© 2007 Estate of Pablo Picasso/Artists Rights Society (ARS), New York
Pablo Picasso and John Richardson at Chateau de Vauvenargues, 1959

Photo by Jason Wyche
Picasso biographer John Richardson
There have been so many books about Picasso. What makes yours stand out?
The fact that I knew him well and he opened up to me.
I set out to do something that couldn’t be done in Picasso’s lifetime by people close to him. This applies particularly to Roland Penrose, my compatriot, who wrote the first major biography of Picasso. It’s an excellent work, but Roland was a very loyal friend, and he left out all the dark parts. It’s a book without shadows.
I wanted to say all the things that Picasso, who was exceedingly secretive, kept quiet about in his lifetime. I don’t mean scandalous things. Picasso didn’t like people asking a lot of embarrassing questions or digging too deep into his psyche, into his manner of working.
I saw him regularly over a period of about 10 years and he relaxed with me — I was young; 25 in 1949. Picasso was astonishingly kind and generous to me, because I think he realized — in fact, I know he realized — that I had an obsession with his work and that I intuitively knew what he was up to.
At what point did you conceive of the biography?
Originally, I wanted to do a book on Picasso’s portraits. Dora Maar, who was Picasso’s mistress from 1936 to 1945, said to me that when the woman in Picasso’s life changed, everything else would change — the style, the house, the poet, the circle of friends, the dog, the food, you name it — and that this was reflected above all in the portraits. Picasso was amused by the idea — this was in 1960-61 — and he gave me a lot of information.
Soon after I got to New York, I organized a nine-gallery show [in 1962]. Nine of the biggest galleries in New York each took a different period of Picasso’s life. Picasso was very helpful, and I began to see the development in terms of the various women. Then I thought, “Oh hell, that’s all very well, but why not just write a biography.”
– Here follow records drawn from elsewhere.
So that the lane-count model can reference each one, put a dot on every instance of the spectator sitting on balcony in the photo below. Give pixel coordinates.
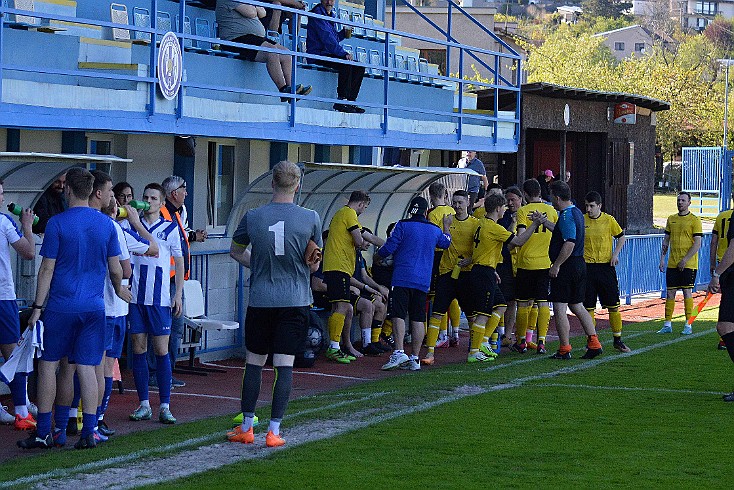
(323, 39)
(241, 23)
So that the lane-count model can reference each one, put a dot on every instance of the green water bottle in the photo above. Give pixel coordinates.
(15, 209)
(139, 205)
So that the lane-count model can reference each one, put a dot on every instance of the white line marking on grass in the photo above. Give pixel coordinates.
(62, 472)
(631, 388)
(206, 458)
(310, 373)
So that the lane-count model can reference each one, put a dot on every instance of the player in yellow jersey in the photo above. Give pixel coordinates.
(345, 234)
(488, 242)
(683, 236)
(719, 244)
(601, 260)
(532, 280)
(453, 269)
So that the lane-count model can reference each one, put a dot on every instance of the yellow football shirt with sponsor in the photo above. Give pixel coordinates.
(462, 244)
(488, 242)
(682, 230)
(534, 254)
(598, 238)
(339, 250)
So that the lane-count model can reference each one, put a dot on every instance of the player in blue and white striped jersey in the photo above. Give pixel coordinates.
(152, 305)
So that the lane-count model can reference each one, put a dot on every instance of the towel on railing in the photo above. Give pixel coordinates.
(29, 346)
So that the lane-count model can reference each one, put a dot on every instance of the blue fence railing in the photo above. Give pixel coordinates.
(638, 270)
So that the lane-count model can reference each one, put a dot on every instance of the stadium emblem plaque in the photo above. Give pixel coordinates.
(170, 66)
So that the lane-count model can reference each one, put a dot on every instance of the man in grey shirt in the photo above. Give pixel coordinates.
(280, 295)
(475, 181)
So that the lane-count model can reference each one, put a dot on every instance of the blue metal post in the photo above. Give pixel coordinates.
(153, 55)
(461, 95)
(181, 42)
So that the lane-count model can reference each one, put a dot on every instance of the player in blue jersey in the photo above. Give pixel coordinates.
(412, 244)
(152, 305)
(24, 244)
(568, 272)
(280, 295)
(79, 250)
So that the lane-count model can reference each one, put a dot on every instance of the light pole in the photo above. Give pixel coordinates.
(726, 63)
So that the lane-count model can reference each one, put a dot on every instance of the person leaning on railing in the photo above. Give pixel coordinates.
(323, 39)
(241, 23)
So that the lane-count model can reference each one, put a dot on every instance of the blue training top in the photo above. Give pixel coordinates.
(412, 244)
(569, 228)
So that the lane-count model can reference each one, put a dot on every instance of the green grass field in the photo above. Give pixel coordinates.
(651, 418)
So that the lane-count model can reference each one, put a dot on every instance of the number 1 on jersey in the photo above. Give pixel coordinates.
(279, 230)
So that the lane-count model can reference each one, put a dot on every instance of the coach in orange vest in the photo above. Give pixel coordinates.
(174, 210)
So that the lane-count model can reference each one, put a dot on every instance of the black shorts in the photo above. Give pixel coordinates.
(601, 282)
(337, 286)
(252, 39)
(570, 285)
(276, 330)
(483, 283)
(448, 289)
(437, 254)
(726, 307)
(405, 302)
(507, 281)
(680, 279)
(532, 284)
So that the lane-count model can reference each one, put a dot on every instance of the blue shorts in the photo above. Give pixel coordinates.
(78, 336)
(153, 320)
(9, 322)
(114, 337)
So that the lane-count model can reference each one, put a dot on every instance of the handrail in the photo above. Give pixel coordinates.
(388, 72)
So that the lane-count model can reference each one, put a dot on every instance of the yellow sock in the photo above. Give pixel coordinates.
(387, 327)
(669, 308)
(688, 305)
(521, 322)
(533, 317)
(591, 314)
(454, 314)
(615, 320)
(477, 334)
(543, 321)
(492, 324)
(433, 327)
(336, 325)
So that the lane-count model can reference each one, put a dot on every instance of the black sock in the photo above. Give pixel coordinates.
(281, 391)
(251, 387)
(729, 341)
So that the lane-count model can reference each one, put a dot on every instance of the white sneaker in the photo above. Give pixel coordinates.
(396, 359)
(5, 417)
(411, 365)
(32, 408)
(667, 328)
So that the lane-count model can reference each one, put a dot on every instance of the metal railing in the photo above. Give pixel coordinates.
(388, 71)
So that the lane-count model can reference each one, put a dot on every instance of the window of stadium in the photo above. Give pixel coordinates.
(220, 183)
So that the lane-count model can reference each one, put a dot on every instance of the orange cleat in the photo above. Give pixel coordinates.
(238, 435)
(271, 440)
(24, 423)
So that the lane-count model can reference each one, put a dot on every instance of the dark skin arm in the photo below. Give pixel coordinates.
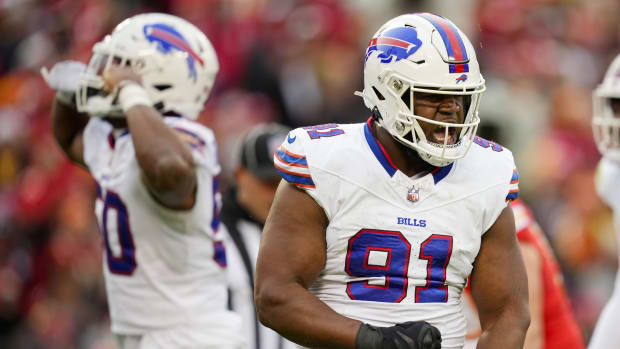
(499, 286)
(166, 162)
(67, 128)
(292, 254)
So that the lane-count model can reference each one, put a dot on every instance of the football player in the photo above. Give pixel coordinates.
(377, 226)
(552, 322)
(606, 126)
(127, 117)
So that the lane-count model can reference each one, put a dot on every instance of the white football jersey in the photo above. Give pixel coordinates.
(163, 268)
(606, 334)
(398, 248)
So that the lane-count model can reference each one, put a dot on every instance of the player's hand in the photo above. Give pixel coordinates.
(64, 76)
(406, 335)
(115, 74)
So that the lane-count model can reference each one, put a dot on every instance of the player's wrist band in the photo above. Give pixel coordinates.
(131, 94)
(66, 98)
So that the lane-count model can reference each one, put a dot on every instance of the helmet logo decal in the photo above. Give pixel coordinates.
(461, 78)
(167, 39)
(457, 54)
(399, 42)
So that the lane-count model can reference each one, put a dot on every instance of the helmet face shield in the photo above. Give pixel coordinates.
(175, 60)
(407, 127)
(420, 54)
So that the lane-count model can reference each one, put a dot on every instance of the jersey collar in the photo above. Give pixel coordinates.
(379, 152)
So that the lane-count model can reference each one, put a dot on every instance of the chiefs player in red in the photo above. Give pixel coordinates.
(552, 322)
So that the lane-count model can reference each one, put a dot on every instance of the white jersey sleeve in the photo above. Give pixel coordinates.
(200, 140)
(495, 168)
(96, 142)
(296, 161)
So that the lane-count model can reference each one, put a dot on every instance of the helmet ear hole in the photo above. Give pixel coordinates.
(379, 95)
(466, 104)
(406, 98)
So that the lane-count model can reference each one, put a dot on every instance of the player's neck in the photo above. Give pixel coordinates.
(406, 159)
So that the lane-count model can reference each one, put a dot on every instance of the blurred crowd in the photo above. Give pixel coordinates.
(296, 62)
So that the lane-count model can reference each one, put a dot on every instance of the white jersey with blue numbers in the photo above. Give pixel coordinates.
(164, 269)
(606, 334)
(398, 248)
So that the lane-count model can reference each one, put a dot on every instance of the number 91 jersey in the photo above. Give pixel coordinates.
(164, 269)
(398, 248)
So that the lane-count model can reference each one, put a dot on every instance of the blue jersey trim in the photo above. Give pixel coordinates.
(296, 179)
(441, 173)
(290, 159)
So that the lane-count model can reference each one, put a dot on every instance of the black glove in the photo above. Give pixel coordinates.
(407, 335)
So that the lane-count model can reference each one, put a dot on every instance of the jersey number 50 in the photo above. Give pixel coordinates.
(124, 264)
(385, 255)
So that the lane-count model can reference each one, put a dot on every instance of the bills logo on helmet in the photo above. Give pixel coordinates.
(455, 47)
(167, 39)
(397, 42)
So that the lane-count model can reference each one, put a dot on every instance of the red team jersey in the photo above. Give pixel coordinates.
(559, 326)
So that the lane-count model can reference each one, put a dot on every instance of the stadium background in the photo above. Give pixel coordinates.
(298, 62)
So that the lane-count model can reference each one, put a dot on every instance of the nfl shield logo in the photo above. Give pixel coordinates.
(413, 194)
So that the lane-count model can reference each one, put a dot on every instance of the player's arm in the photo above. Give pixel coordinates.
(499, 286)
(533, 263)
(67, 123)
(166, 162)
(291, 255)
(67, 128)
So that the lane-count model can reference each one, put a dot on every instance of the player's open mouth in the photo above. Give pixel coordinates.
(439, 135)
I want to share an observation that I’ve had about the writing style. It seems that you’ve created a fact-driven, nuts-and-bolts narrative that avoids certain novelistic techniques. There’s little attempt to get inside Picasso’s head or to dramatize certain situations. And unlike in many biographies of artists, there isn’t much art theory —
Picasso loathed theory, or rather distrusted it.
I didn’t keep theory out of my book, but I kept it in its place. In the third volume I redefined Picasso’s relationship to the Surrealists. None of the recent exhibitions devoted to Picasso and Surrealism face up to the fact that Picasso had a deep distrust of Bretonian surrealism, with its emphasis on Freud and Marx, dream states, and automatic techniques. So much for theory.
Insofar as anyone can with a great artist, I did my best to identify the roots of his imagery.
But that’s different from getting into his head, from opening up his mental processes. You give a great sense of who he was, but this comes out of a cumulative effect of the description of what he was working on, of small daily events.
Well, Picasso said to me more than once, “My work is a diary, and it should be seen as such.” And that’s what I did.
Picasso took pride in being a paradox. He was consciously a paradox, and plays up his paradoxical sides, which makes things extremely difficult for a writer. I realized fairly early on that whatever you say about Picasso, the reverse is often equally true. I don’t think anyone before had faced up to certain facts. For instance, the curiously bourgeois streak in Picasso in the midst of his bohemianism. But again that’s part of the paradox.
I understand that the funding for the book has been a challenge. I’ve heard that the image costs have been greater than the sales revenues. Is it true that you published two books between volumes two and three in part to raise money?
Well, it’s partly correct. Far more to the point, Picasso was extremely generous to me and gave me a number of drawings and prints and other things, virtually all of which have had to be sold to pay for the book. It wasn’t the illustrations so much — although the charge for copyright and for royalties is considerable — but the research, travel, books. And the advances from my publishers weren’t nearly enough to keep me going for the ten years volume three took to write. In the end, my friend Mrs. Sid Bass came to my rescue and got a lot of her collector friends to contribute to the John Richardson Fund for Picasso Research, and that’s what’s kept this labor of love going.